How Modern Light Therapy Devices Came to Be

The market that caters to wearable devices which can emit light that are therapeutic is indeed growing at a very steady rate. There are modern light therapy devices in the market that can help with a whole host of things. This ranges from afflictions such as seasonal affective disorder to depression to skin issues. Research in this area is moving at a very fast pace and that is allowing us to better understand the healing effect lights have on our bodies.

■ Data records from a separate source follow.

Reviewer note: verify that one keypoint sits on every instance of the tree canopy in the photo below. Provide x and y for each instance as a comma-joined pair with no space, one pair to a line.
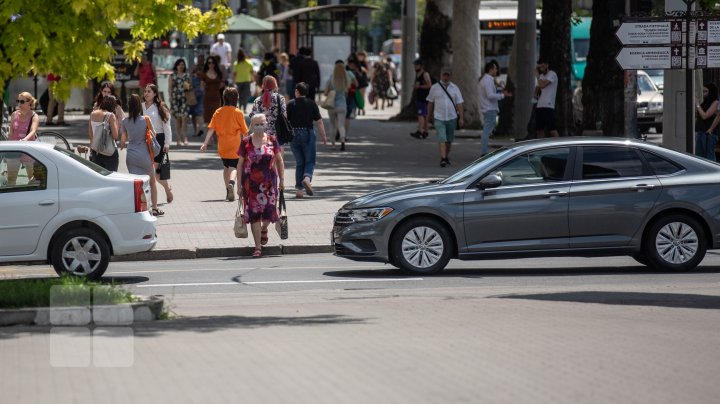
71,38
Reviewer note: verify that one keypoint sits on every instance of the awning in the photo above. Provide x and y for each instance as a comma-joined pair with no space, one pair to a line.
243,23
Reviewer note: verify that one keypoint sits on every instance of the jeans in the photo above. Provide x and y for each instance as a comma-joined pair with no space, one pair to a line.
705,145
304,148
488,126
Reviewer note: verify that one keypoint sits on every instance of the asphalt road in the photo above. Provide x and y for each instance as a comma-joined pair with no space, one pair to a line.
319,329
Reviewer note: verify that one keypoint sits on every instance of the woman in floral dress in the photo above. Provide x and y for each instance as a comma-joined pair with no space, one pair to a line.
178,84
262,178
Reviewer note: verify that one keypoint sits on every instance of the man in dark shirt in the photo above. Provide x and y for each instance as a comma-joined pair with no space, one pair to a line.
302,112
305,69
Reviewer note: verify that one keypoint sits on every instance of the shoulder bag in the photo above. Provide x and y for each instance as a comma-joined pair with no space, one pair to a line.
281,226
283,129
152,143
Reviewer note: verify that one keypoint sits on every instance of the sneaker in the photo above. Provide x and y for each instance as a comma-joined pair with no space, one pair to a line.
308,187
230,195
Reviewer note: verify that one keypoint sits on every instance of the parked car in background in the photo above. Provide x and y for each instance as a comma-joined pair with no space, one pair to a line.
59,208
574,196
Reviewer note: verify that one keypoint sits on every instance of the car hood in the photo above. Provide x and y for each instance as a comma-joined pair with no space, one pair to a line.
390,196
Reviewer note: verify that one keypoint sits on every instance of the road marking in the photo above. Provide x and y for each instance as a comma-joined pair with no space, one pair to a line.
278,282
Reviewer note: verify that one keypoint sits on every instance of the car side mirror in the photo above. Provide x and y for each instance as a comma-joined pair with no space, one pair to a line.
491,181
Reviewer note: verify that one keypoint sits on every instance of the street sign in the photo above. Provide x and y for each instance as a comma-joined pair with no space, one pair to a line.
661,57
645,33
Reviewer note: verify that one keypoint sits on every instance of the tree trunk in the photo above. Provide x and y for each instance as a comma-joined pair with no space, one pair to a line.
603,83
555,47
434,46
466,57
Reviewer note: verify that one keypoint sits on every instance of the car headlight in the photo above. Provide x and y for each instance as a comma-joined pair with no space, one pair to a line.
369,215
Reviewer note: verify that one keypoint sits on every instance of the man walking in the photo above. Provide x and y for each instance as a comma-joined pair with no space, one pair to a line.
422,90
490,94
445,107
545,110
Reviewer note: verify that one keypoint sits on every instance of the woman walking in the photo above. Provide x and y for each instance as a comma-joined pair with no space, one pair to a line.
262,176
159,116
24,123
106,89
270,104
243,76
340,81
138,158
178,85
302,112
212,78
229,124
106,112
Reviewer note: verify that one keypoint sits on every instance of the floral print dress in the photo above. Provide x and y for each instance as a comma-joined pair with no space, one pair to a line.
259,180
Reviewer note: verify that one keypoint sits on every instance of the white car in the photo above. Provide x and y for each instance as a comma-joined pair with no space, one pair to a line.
59,208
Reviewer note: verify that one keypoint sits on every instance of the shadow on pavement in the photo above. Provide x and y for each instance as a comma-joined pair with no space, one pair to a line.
673,300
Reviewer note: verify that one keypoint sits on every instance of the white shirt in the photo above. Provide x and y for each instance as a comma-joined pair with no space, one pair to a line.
158,125
222,51
443,109
547,96
489,94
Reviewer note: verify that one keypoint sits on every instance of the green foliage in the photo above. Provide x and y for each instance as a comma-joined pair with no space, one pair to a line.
70,38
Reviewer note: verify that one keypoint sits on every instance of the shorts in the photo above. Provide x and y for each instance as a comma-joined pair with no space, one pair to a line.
229,163
421,107
545,119
445,130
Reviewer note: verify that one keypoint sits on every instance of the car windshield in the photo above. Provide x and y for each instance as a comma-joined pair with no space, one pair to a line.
476,166
86,163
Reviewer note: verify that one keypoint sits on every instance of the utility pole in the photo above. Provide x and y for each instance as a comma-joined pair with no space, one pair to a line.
409,39
525,43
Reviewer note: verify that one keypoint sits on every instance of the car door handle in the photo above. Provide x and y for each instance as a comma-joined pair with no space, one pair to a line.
643,187
555,194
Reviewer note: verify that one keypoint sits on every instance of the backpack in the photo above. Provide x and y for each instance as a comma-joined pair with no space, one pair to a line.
103,142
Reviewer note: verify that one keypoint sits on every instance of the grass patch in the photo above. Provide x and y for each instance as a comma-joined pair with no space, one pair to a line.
59,292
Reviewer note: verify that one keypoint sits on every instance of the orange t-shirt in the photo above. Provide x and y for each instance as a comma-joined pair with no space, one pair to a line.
229,124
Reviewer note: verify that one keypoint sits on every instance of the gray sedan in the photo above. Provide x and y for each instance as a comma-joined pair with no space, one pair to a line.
551,197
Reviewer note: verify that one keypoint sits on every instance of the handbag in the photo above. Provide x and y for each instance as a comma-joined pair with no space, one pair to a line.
281,226
153,145
165,167
329,102
283,129
240,227
457,122
103,142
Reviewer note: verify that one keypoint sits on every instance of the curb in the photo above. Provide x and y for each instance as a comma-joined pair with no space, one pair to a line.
150,309
184,253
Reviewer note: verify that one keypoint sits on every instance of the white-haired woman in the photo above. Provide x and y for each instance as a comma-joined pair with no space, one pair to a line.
262,176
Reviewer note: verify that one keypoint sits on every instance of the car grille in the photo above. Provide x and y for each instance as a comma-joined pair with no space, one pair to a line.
342,218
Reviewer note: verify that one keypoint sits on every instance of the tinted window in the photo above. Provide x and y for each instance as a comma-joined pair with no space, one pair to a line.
535,167
21,172
611,162
660,166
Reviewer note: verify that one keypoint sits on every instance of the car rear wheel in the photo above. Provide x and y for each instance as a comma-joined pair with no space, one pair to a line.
676,243
80,252
421,246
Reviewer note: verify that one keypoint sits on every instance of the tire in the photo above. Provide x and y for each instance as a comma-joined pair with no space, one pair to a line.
90,263
421,246
675,242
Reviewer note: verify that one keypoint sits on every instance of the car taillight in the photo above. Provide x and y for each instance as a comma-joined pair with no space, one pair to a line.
140,199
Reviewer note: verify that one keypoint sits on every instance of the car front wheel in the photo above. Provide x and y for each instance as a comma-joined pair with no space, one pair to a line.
80,252
676,243
421,246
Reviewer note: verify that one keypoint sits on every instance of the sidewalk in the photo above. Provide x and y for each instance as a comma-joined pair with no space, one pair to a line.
380,154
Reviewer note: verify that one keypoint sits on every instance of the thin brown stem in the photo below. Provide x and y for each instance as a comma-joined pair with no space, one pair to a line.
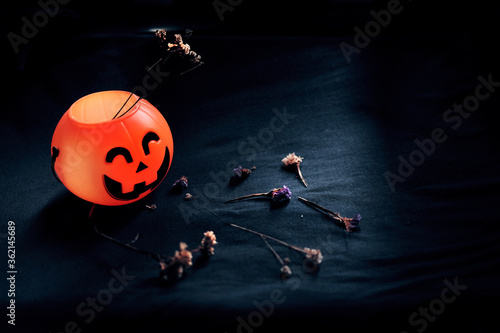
300,175
116,241
273,251
323,210
267,236
256,195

Introduction: How It Started

It was in the late 1880s when fluorescent and incandescent lamps were made use of for general lighting purposes. That was also the time when light delivery that was consumer focused was introduced. Prior to this, most uses of light as a healing mechanism was done mainly through the use of natural sunlight. It was after 1900 that light therapy became a thing and was used in the treatment of conditions such as lupus, skin lesions and also tuberculosis. It was around the late 1990s when light therapy became an at-home treatment option.

How it came to be

Low-level laser treatments were initially discovered by an accident. This happened during an experiment on mice that was meant for tumor reducing purposes. In 1961, when Dr. Endre Mester found out that one of the lasers he involved in was faulty and was emitting low level red light, he also noticed some positive results on the mice. He noticed that the areas where this faulty light was shone, there was a growth of hair when compared to the other areas that weren’t exposed to this light. While there have been many advancements in photomedicine since that time, it was until the turn of the 21st century that the delivery of light remained completely unchanged.

In December of 2000, NASA published a report that showed many positive aspects of LED technology. They noticed this when they used red light therapy in order to treat ulcers that were borne out of chemotherapy in patients with cancer. That was the turning point. That is what really helped launch the commercial use of LEDs with medical grade healing properties.

The Science Behind It

The physics behind the light of LLLT and LED are pretty similar. 1 milliwatt of power equals that amount of power, does not matter what the source of the power is. What can be different, however, is the uniformity of the light and also the depth the light can penetrate, can be drastically different. In fact, a lot of the light therapy devices that are currently in the market have very quickly become outdated and need to be replaced. This is all because of the fact that light therapy technology has evolved so much in recent years. To use a device that has become outdated, is to put the patient at risk. Therefore, this practice should be avoided at all possible costs.

Using an outdated device on a patient has the likelihood of there being a much greater chance of non-compliance. It can also lead to a loss in patient freedom and also increase the chances of getting much poorer results.

One method of delivery of this kind happens with the use of low-level lasers in order to treat the hair and the skin. These devices normally tend to be wearable devices. They make use of more precise lasers in order to deliver coverage that is spotty. They also tend to be a lot bulkier than you would like them to be. The amount of laser light that is required in order to properly treat anything ends up being too much for these devices. As a result of this, they end up requiring larger batteries or sometimes even direct power from an electrical outlet. In the span of the last 20 or so years, the more well known manufacturers of these products have all made the fact clear that lasers are the only type of light that is strong enough to penetrate the skin. But as years are going by, more and more researchers are pointing to that being simply not the case at all.

The older devices of the years gone by are only able to provide a fraction of the light power needed in order to be an effective form of treatment. They are only able to provide a margin of the quality of light that newer and more advanced devices are able to provide. It is by design that laser diodes, and also because of how they form energy, are normally able to deliver a spread of around 6 degrees. Also, the industry standard of these types of laser diodes are normally about 3-4mm in height if they are not larger. This means that the source will be even closer to the site of application and thus will result in a very short beam spread.